The most universally accepted requirement is temporality: the cause must come before the effect. This sounds obvious, but in diseases that develop slowly, it can be genuinely hard to tell which came first. Beyond timing, Hill’s criteria include:

  • Strength of association: A bigger effect makes causation more likely. The cancer rate among heavy smokers wasn’t slightly elevated; it was dramatically higher.
  • Dose-response: If more of the cause produces more of the effect, that’s strong evidence. Lung cancer death rates rose in a straight line with the number of cigarettes smoked per day.
  • Consistency: The same result appears across different studies, in different populations, using different methods.
  • Plausibility: There’s a reasonable biological explanation for how the cause could produce the effect.
  • Experiment: When the suspected cause is removed, does the effect decrease? If people stop smoking and lung cancer rates drop, that’s powerful support.
  • Specificity: The exposure is linked to a particular outcome in a particular group, not to everything at once.
  • Coherence: The causal explanation doesn’t contradict what’s already known about the disease or condition.
  • Analogy: Similar causes are already known to produce similar effects.

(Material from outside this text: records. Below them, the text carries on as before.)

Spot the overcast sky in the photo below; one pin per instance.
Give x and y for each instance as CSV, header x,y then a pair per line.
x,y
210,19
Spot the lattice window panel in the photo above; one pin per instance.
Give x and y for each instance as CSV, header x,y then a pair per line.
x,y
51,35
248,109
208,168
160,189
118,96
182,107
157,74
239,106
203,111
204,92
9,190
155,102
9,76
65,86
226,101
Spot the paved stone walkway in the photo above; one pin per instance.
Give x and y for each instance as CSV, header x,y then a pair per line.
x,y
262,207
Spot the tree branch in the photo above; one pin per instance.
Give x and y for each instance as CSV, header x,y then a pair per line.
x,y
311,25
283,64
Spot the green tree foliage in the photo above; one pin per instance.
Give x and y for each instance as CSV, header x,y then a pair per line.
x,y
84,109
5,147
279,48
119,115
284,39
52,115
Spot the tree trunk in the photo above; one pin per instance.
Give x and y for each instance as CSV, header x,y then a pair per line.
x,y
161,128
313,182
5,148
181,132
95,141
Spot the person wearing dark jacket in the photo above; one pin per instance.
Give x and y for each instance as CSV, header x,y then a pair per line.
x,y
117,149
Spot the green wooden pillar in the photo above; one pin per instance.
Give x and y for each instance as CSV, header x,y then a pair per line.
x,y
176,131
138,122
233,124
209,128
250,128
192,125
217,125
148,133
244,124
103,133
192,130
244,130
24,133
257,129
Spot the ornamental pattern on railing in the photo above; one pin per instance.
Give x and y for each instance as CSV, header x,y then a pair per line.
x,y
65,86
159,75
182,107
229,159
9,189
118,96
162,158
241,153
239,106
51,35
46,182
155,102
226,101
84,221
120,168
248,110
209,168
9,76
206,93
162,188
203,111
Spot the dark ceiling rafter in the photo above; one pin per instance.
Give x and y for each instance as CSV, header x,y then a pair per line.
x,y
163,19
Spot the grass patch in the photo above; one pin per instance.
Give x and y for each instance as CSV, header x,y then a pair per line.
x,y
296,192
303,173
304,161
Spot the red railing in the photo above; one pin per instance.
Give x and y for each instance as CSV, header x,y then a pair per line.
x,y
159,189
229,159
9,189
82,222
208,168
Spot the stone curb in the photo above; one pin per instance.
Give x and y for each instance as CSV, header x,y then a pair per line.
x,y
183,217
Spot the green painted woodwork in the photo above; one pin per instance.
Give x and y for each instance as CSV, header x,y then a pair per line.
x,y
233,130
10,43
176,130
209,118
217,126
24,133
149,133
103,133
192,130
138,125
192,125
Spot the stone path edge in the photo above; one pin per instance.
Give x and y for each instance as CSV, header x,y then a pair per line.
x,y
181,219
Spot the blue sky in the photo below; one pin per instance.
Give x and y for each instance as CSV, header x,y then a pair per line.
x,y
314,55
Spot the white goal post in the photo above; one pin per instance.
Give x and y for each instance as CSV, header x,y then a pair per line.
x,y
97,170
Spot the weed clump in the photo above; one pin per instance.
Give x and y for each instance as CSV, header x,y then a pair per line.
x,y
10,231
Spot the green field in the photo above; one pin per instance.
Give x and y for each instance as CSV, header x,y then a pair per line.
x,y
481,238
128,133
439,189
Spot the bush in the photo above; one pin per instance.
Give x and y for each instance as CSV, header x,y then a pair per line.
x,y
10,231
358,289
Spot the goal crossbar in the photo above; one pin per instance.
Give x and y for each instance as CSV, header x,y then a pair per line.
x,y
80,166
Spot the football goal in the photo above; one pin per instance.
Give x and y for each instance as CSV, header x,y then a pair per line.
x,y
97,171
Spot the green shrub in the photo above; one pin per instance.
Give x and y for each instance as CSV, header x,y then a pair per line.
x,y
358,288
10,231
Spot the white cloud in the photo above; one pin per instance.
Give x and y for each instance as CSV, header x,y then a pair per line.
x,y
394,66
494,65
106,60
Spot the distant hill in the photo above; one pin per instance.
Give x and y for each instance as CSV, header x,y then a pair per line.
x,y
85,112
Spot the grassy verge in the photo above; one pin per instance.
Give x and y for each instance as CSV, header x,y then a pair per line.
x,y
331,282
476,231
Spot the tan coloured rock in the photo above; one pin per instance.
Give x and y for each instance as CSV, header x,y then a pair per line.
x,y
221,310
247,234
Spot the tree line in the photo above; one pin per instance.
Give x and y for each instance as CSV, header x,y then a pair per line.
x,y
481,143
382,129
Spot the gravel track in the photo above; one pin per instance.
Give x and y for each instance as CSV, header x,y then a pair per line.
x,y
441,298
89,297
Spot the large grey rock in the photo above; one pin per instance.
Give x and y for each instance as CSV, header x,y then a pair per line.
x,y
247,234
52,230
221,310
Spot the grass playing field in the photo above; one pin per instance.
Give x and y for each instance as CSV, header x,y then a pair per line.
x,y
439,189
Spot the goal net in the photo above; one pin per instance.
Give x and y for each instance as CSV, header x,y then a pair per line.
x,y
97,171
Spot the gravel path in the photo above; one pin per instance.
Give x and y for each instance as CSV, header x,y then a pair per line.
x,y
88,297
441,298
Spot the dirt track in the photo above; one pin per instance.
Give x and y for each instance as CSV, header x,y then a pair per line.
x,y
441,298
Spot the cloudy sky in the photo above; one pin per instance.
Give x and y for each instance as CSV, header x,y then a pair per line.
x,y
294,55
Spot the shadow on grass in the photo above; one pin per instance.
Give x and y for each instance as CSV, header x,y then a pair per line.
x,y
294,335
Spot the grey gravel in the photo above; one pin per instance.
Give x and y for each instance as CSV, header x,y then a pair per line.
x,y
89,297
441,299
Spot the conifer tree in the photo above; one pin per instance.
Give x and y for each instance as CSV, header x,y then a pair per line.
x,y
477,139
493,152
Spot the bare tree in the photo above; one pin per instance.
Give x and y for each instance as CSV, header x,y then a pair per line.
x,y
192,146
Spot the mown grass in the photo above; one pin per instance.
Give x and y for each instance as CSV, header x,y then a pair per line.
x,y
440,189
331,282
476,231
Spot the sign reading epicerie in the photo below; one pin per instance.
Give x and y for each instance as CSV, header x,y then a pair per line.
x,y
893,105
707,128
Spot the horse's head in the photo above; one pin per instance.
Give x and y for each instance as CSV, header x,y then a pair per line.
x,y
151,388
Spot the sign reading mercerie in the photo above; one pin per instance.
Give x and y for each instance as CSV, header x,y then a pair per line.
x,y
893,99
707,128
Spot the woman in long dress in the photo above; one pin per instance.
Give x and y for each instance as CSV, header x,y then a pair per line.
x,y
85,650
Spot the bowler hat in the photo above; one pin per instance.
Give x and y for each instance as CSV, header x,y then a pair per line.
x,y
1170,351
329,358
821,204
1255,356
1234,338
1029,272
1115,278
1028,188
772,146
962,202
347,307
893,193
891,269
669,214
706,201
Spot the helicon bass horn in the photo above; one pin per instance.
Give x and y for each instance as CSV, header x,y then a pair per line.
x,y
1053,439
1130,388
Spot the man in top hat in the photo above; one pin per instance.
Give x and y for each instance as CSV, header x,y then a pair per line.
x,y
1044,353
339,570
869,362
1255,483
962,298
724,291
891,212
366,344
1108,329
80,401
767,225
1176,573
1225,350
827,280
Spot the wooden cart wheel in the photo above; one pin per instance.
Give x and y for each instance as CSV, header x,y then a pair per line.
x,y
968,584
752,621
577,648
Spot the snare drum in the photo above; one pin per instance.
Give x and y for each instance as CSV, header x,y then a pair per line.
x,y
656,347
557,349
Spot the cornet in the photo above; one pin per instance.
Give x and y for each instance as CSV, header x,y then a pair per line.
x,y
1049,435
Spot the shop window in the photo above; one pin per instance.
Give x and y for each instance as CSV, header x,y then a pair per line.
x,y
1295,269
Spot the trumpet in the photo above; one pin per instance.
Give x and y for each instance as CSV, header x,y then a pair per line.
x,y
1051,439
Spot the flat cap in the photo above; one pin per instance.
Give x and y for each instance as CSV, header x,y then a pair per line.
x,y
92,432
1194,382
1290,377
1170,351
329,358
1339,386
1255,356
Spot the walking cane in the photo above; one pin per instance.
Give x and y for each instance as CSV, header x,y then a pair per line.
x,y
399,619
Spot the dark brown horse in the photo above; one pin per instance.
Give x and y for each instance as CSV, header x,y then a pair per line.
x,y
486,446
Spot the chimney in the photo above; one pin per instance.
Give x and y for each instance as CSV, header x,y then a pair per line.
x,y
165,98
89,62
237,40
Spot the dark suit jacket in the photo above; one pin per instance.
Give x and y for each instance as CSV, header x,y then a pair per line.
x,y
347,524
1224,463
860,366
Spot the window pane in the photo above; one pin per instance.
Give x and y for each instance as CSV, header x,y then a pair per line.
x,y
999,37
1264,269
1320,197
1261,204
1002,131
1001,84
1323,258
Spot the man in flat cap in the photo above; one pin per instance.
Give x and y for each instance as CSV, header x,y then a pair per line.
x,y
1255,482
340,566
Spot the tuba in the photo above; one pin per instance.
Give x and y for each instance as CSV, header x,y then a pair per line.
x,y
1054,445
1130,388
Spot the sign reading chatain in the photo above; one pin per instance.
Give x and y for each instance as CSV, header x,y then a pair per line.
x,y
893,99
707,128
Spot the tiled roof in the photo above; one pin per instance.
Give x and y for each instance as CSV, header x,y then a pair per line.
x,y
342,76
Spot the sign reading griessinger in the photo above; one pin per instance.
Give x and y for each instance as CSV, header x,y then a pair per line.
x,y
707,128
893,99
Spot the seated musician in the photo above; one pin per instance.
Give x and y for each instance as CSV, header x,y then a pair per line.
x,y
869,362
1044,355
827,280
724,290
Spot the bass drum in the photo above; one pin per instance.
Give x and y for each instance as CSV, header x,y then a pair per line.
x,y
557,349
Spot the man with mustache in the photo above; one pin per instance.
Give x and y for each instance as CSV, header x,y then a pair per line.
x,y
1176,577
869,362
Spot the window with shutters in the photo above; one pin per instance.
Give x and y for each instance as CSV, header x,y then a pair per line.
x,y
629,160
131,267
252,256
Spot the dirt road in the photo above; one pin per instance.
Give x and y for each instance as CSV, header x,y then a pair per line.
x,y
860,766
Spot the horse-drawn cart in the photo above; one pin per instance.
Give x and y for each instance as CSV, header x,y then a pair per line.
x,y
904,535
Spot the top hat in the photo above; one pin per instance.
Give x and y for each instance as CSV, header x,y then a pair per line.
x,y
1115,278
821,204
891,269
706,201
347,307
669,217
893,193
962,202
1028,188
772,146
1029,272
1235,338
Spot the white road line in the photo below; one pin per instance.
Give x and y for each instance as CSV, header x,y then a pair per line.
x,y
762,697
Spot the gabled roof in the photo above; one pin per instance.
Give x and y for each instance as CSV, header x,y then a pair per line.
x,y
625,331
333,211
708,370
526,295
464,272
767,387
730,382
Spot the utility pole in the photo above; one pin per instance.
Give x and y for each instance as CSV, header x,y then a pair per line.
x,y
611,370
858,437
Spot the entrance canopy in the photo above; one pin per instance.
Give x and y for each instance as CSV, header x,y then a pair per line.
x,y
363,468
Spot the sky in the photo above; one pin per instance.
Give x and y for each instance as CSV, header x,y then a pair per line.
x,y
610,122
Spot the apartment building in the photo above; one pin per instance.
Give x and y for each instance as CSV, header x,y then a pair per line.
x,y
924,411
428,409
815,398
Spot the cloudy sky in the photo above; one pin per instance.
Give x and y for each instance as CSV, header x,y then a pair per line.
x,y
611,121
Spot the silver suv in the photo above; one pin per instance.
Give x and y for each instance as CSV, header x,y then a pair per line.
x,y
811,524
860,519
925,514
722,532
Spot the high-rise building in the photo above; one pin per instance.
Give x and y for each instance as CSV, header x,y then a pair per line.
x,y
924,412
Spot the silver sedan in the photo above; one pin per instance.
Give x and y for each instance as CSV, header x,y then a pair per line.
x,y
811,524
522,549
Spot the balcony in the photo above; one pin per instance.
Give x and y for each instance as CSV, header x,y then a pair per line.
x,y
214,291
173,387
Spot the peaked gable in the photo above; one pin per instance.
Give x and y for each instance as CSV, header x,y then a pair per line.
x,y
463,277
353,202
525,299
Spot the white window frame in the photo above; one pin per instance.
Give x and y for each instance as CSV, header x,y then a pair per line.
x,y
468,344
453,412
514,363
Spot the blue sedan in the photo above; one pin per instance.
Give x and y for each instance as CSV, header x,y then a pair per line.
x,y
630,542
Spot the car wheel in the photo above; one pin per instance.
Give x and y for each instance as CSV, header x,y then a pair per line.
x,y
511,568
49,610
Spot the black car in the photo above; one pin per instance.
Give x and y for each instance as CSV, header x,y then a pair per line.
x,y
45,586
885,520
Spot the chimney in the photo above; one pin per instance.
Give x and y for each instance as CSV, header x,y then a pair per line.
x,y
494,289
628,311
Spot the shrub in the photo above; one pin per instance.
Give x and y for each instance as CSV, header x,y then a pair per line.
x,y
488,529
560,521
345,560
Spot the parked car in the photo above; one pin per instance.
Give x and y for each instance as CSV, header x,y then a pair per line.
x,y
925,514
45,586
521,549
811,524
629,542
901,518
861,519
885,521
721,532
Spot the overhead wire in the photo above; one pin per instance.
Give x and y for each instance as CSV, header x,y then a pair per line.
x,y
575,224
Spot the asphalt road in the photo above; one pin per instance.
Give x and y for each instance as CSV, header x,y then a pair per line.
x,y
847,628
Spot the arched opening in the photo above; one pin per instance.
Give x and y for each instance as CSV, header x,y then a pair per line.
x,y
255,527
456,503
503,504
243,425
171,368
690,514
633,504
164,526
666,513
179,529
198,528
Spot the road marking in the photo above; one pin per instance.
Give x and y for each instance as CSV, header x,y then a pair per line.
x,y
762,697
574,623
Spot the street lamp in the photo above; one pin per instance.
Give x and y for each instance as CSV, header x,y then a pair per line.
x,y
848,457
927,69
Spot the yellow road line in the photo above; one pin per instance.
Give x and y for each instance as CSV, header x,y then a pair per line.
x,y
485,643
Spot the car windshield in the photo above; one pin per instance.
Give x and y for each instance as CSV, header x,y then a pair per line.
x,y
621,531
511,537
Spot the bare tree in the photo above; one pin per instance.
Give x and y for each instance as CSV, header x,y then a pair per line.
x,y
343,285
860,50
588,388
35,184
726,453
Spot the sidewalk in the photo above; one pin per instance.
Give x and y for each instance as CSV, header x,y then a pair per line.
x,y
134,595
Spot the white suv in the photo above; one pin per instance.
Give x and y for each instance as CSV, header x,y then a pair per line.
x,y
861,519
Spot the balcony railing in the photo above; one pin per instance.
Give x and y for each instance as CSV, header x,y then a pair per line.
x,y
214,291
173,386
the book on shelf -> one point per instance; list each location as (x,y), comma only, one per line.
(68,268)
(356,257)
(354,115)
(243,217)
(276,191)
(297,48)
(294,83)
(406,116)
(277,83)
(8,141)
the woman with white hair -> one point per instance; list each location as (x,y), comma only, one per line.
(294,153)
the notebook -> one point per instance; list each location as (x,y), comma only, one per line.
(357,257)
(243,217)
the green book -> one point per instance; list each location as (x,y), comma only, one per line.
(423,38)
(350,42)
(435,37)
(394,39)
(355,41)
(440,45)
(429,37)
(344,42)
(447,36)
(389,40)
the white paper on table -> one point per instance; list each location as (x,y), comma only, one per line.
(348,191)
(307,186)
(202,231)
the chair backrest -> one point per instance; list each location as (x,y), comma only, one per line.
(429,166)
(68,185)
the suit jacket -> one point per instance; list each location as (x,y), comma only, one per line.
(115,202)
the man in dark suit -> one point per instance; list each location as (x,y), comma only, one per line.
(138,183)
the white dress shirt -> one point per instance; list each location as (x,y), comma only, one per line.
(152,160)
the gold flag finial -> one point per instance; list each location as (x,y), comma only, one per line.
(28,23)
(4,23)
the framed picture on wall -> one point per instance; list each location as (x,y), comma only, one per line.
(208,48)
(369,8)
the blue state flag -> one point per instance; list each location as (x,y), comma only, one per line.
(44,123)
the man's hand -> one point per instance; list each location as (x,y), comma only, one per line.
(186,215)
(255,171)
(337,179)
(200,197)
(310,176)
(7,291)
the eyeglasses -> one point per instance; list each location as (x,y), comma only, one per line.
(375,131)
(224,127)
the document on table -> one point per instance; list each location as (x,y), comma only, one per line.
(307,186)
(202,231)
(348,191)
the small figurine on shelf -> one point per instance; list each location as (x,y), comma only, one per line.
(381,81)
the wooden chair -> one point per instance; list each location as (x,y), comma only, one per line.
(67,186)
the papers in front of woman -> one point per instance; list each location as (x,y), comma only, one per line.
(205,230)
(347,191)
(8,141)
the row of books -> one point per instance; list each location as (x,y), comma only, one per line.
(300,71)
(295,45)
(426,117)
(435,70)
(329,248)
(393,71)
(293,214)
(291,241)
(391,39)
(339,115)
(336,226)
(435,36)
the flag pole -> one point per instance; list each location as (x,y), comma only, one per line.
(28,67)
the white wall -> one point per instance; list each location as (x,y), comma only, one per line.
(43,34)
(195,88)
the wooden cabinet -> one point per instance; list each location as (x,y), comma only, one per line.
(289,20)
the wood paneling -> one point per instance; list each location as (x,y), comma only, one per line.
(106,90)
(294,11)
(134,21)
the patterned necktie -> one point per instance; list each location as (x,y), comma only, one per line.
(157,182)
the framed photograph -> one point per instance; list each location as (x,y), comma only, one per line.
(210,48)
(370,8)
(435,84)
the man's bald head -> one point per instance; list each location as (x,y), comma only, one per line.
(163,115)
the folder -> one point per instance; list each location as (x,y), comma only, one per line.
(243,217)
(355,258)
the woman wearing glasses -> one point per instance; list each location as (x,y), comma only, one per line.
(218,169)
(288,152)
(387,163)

No single criterion is enough on its own, and not all nine need to be met. Researchers treat them as a weight-of-evidence framework, not a checklist with a passing score.

The Gold Standard: Randomized Experiments

The most reliable way to establish a causal relationship is through a randomized controlled trial. Participants are randomly assigned to either receive the treatment or not, which means any differences in outcome are most likely caused by the treatment itself rather than by some other factor. Random assignment is the key feature because it makes the two groups comparable in every way except the one thing being tested.

Of course, randomized trials aren’t always possible. You can’t randomly assign people to smoke for 30 years to see if it causes cancer. In those cases, researchers rely on observational data and use statistical tools to try to approximate the logic of an experiment. One modern approach uses diagrams called directed acyclic graphs, developed largely by computer scientist Judea Pearl, which map out assumed relationships between variables. These diagrams help researchers identify hidden sources of bias and figure out which factors need to be accounted for before they can make a causal claim from non-experimental data.

Deterministic vs. Probabilistic Causes

Not all causes guarantee their effects. Some causal relationships are deterministic: dropping a glass on concrete will shatter it, every time. But most causes in health and social science are probabilistic. Smoking causes lung cancer, but not every smoker develops it. What the causal claim really means is that smoking substantially increases the probability of lung cancer compared to not smoking.

This probabilistic nature of causation is why you’ll often see careful language in health reporting. A causal relationship between obesity and heart disease doesn’t mean every person with obesity will develop heart disease. It means the exposure raises your risk in a way that isn’t explained by coincidence or other factors. Understanding this helps make sense of why two people can have the same exposure and different outcomes, without that difference undermining the causal claim.

Why the Word Matters in Everyday Life

When a headline says a food “is linked to” a health outcome, that language deliberately avoids the word causal. It’s signaling that a pattern was observed, but the evidence isn’t strong enough to say one thing actually caused the other. When a headline says something “causes” an outcome, it’s making a much stronger claim, one that should be backed by experimental evidence or a deep body of consistent, well-controlled research.

Knowing the difference helps you evaluate health news, policy arguments, and even everyday decisions. If someone tells you that a supplement reduces inflammation because users report less joint pain, that’s a correlation. If a randomized trial shows the supplement reduces specific markers of inflammation compared to a placebo, that’s moving toward a causal claim. The word “causal” is, at its core, a statement about confidence: confidence that the relationship is real, directional, and not just a statistical artifact.